I was 18 years old and I can remember it all. I think that man will always stay with me. I would not call his skin leathery, especially if by leathery, you mean uncomfortable or rough. His skin was tough and taut…like it was thicker than my skin, especially his hands. It was always a deep tan color, no matter what time of year, because he did his job through all seasons. If he had a horse that fought, he might bear that on his palms; there were a few times when he tore the deep callouses on his hands. For the most part, his skin was merely…deeper, I suppose is one way to describe it. But his touch was soft, it never felt abrasive. I think he was smooth in places from the years of friction. Like one might expect, we both had stained skin from working on a farm; at the end of the day the edges of his fingernails would be blackened and the creases in his skin would stand out darker, but it always washed away in a hot shower. Most of the horseshoes he put on did not take very much heat to fit, they were premade and he knew his horses well, so he did not spend long periods in front of a flame. He had scars, but not from heating shoes. His veins were defined at all times, which may have been from age, but I suspect it was his work that made it happen. I think it made him softer, somehow, because veins compress when you grip them, and he had so many that stood out. Despite the thickness of his skin, there was that. And his smell? Well, his skin carried a scent of the earth with a hint of salty sweat. Putting a hot shoe on a hoof would leave a lasting smoky scent that clung to the skin and hair.
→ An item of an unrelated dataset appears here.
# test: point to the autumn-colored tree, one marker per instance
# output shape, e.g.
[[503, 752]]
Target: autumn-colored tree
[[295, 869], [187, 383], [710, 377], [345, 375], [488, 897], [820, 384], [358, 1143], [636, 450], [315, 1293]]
A good, honest smell was that was more real than any cologne could ever be.
Sometimes now, as a nurse, when I am about to put an IV in a man, I can remember how his skin used to feel, especially if I catch a taste of that outdoor barn scent. When I take a man’s hand in mine and hold it, stretching the skin and examing the veins, I can feel the depth of his flesh. I know that it will be difficult, but not impossible to pierce with a needle. I usually ask the patient, “Do you work outside all day?” and the patient laughs. It is just something in the way it feels when I touch that sort of skin. It is aged, but not old. It is tough, but not abrasive. Just thicker, and more practiced than the rest of us.
Phew. The years have sure flown by. Seems like yesterday talking about it.